Times change. Mom has not adapted to new policies. But on the phone I heard management make a startling statement: “She wants us to be the way we were in the 50s or 60s.” Paraphrased further, if you don’t like the new changes and policies, then, your 60 year relationship means absolutely nothing.

Interestingly, this is the same attitude that has overtaken the work place. Seniority used to matter. It meant more experience and likely an ability to handle unusual challenges successfully. Now, the years likely equal a higher pay scale, health deterioration, and possible pension pay outs.

The desire to “standardize” which made places like McDonalds and Starbucks household successes from one corner of the globe to the other has overtaken nearly everything. Unfortunately, the fast food or laid back coffee drinking experiences do not “standardize” to more complex consumer interactions.

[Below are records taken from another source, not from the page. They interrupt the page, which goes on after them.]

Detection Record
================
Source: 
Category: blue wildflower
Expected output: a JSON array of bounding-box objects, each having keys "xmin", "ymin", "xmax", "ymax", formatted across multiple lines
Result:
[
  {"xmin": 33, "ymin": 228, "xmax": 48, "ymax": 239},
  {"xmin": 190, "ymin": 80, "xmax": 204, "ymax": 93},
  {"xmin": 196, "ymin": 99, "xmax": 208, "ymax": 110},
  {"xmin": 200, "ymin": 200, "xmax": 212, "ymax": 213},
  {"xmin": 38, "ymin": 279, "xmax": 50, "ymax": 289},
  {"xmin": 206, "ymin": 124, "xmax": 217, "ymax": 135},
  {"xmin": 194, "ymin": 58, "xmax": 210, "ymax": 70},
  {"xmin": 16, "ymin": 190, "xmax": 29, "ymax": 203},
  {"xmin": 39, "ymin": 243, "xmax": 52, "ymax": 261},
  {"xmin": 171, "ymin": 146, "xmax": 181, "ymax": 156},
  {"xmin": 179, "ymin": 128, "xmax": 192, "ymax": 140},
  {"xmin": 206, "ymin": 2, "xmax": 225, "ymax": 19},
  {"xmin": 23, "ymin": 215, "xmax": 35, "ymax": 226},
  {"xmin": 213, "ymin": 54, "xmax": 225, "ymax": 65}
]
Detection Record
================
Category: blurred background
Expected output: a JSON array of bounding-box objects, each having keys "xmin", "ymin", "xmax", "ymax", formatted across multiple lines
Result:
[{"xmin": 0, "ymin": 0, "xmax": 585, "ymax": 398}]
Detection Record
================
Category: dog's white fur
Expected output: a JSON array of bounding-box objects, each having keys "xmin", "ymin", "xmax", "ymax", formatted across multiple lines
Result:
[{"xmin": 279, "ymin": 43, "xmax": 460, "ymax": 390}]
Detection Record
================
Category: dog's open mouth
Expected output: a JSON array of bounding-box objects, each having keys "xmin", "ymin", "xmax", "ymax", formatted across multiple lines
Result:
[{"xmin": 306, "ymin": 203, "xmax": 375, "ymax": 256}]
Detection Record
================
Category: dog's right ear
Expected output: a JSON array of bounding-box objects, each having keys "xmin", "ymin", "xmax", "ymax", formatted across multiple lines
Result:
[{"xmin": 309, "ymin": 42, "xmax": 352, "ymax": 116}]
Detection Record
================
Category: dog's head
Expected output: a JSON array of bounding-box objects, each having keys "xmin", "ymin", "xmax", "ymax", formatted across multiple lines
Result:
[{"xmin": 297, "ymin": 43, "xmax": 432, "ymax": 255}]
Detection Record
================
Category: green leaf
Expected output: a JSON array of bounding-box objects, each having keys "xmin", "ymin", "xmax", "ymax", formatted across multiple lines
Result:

What’s awesome for one demographic isn’t cool for another. Usually, an experienced manager would convey styles and nuances to younger, newer and even the more gruff workers. They might convey it to middle-management too.

Unfortunately, the bottom line has become too “standardized” for adjusting service. No, the customer isn’t always right; the computer is.

Maybe that’s why it’s harder to describe , maintain, and discover an appropriate balance between ‘business friendly’ and ‘customer service.’ No one is perfect, lest anyone should boast, but it’s one thing to have a standard scenario and another to adjust the scenario so that instead of ‘service,’ it begets discourtesy and taking advantage.

Just some words to ponder and determine how and if they apply to interactions along the journey.